Angaben von Volkswagen machten am Dienstag zudem deutlich, dass sich die Diesel-Affäre weit über die USA hinaus ausweiten dürfte. Insgesamt seien rund elf Millionen Fahrzeuge des Volkswagen-Konzerns mit einem Motorentyp ausgestattet, bei dem "eine auffällige Abweichung zwischen Prüfstandswerten und realem Fahrbetrieb festgestellt" worden sei, teilte das Unternehmen mit. Zuvor war nur bekannt gewesen, dass amerikanische Behörden Volkswagen beschuldigen, in rund 482.000 Autos eine unzulässige Software eingesetzt zu haben.
Nach Volkswagens Gewinnwarnung und den Angaben über die betroffenen Fahrzeuge brach der Kurs der Konzernaktie am Dienstag abermals ein. Der Preis der Papiere lag am frühen Nachmittag 18,7 Prozent im Minus, nachdem sich die Aktien schon am Vortag um 19,3 Prozent verbilligt hatten. Die Krise bei Volkswagen hat damit auch mit Blick auf die Geschichte des Aktienindex Dax historische Ausmaße: Innerhalb von zwei Tagen verlor Volkswagen etwa 26 Milliarden Euro an Börsenwert. Am Dienstag betrug die Marktkapitalisierung des Autoherstellers zunächst nur noch rund 61,5 Milliarden Euro.
Volkswagen hatte die von amerikanischen Behörden aufgedeckten Tricks schon am Sonntag grundsätzlich zugegeben. Eine Software in Diesel-Fahrzeugen des Volkswagen-Konzerns aktiviert demnach nur in Testsituationen bestimmte Vorrichtungen zur Senkung des Stickoxidausstoßes. Im normalen Verkehr stoßen die betroffenen Autos nach den Behördenangaben bis zu 40-mal so hohe Mengen des Gases aus wie in den USA erlaubt. Volkswagen-Chef Martin Winterkorn entschuldigte sich dafür und versprach eine umfassende Aufklärung - auch durch externe Prüfer.
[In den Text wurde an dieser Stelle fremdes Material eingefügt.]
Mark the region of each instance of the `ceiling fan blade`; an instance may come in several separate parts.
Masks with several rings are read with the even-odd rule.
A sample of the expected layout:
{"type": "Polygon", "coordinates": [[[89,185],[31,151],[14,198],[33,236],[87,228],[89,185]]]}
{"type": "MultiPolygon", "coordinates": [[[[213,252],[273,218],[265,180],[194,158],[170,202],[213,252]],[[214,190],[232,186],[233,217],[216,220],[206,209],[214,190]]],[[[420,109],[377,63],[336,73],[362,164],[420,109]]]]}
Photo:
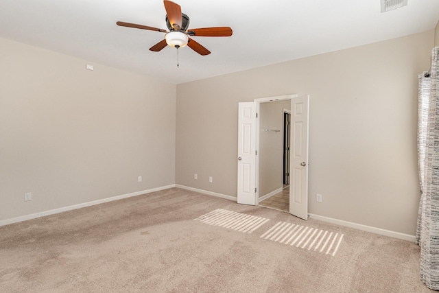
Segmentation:
{"type": "Polygon", "coordinates": [[[154,46],[151,47],[150,48],[150,50],[154,51],[154,52],[158,52],[158,51],[161,51],[162,49],[163,49],[166,46],[167,46],[167,44],[166,43],[166,40],[163,39],[163,40],[161,40],[161,41],[157,43],[154,46]]]}
{"type": "Polygon", "coordinates": [[[167,32],[166,30],[162,29],[158,29],[157,27],[148,27],[146,25],[137,25],[135,23],[124,23],[123,21],[117,21],[116,23],[117,25],[121,27],[134,27],[135,29],[154,30],[161,32],[167,32]]]}
{"type": "Polygon", "coordinates": [[[233,32],[229,27],[204,27],[187,31],[190,36],[230,36],[233,32]]]}
{"type": "Polygon", "coordinates": [[[209,50],[204,48],[203,46],[192,40],[191,38],[189,38],[189,41],[187,43],[187,45],[193,51],[198,53],[200,55],[206,56],[211,54],[211,51],[209,50]]]}
{"type": "Polygon", "coordinates": [[[166,14],[171,26],[176,30],[180,30],[182,23],[181,7],[176,3],[169,0],[164,0],[163,3],[165,3],[165,9],[166,9],[166,14]],[[177,25],[178,27],[176,27],[177,25]]]}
Am Dienstag sagte Volkswagen zu, "mit Hochdruck" daran zu arbeiten, die Abweichungen zwischen den Motorwerten in Testsituationen und denen unter Realbedingungen "mit technischen Maßnahmen zu beseitigen". Das Unternehmen stehe dazu "derzeit in Kontakt mit den zuständigen Behörden und dem Deutschen Kraftfahrtbundesamt". Die aktuell in der EU angebotenen Neuwagen mit Dieselantrieb nach der Norm EU 6 erfüllten "die gesetzlichen Anforderungen und Umweltnormen", schrieb der Konzern weiter.
Auf EU-Ebene werden sich "sehr bald" Vertreter der Regulierungsbehörden der Europäischen Union mit den nationalen Behörden treffen, um das Vorgehen im Abgasskandal zu diskutieren, sagte eine Sprecherin der EU am Dienstag. "Wir werden in Kontakt mit den (EU-)Mitgliedsstaaten sein, es wird sehr bald ein Treffen geben, um darüber zu diskutieren, was getan werden kann", sagte die Sprecherin bei einer Pressekonferenz. Sie betonte, dass, auch wenn die EU an der Festsetzung von Emissionsgrenzen für Autos beteiligt sei, die nationalen Behörden für die Umsetzung dieser Grenzen und die damit zusammenhängenden Testverfahren verantwortlich seien. In Italien leitete das Verkehrsministerium unterdessen eine Untersuchung in dem Abgasskandal ein und fordert Informationen sowohl von Volkswagen als auch vom Kraftfahrtbundesamt.
Mit der eigenen Pressemitteilung sorgte Volkswagen am Dienstag bei einigen Beobachtern für zusätzliche Verwirrung. In dem Text heißt es: "Die beanstandete Software beeinflusst weder Fahrverhalten, Verbrauch noch Emissionen. Somit besteht für Kunden und Händler Klarheit." Warum Volkswagen die Software bestimmter Fahrzeuge als "beanstandet" bezeichnet, sie aber dennoch als praktisch ohne Einfluss darstellt, blieb zunächst offen. Für Rückfragen war ein Sprecher des Konzerns nicht sofort zu erreichen.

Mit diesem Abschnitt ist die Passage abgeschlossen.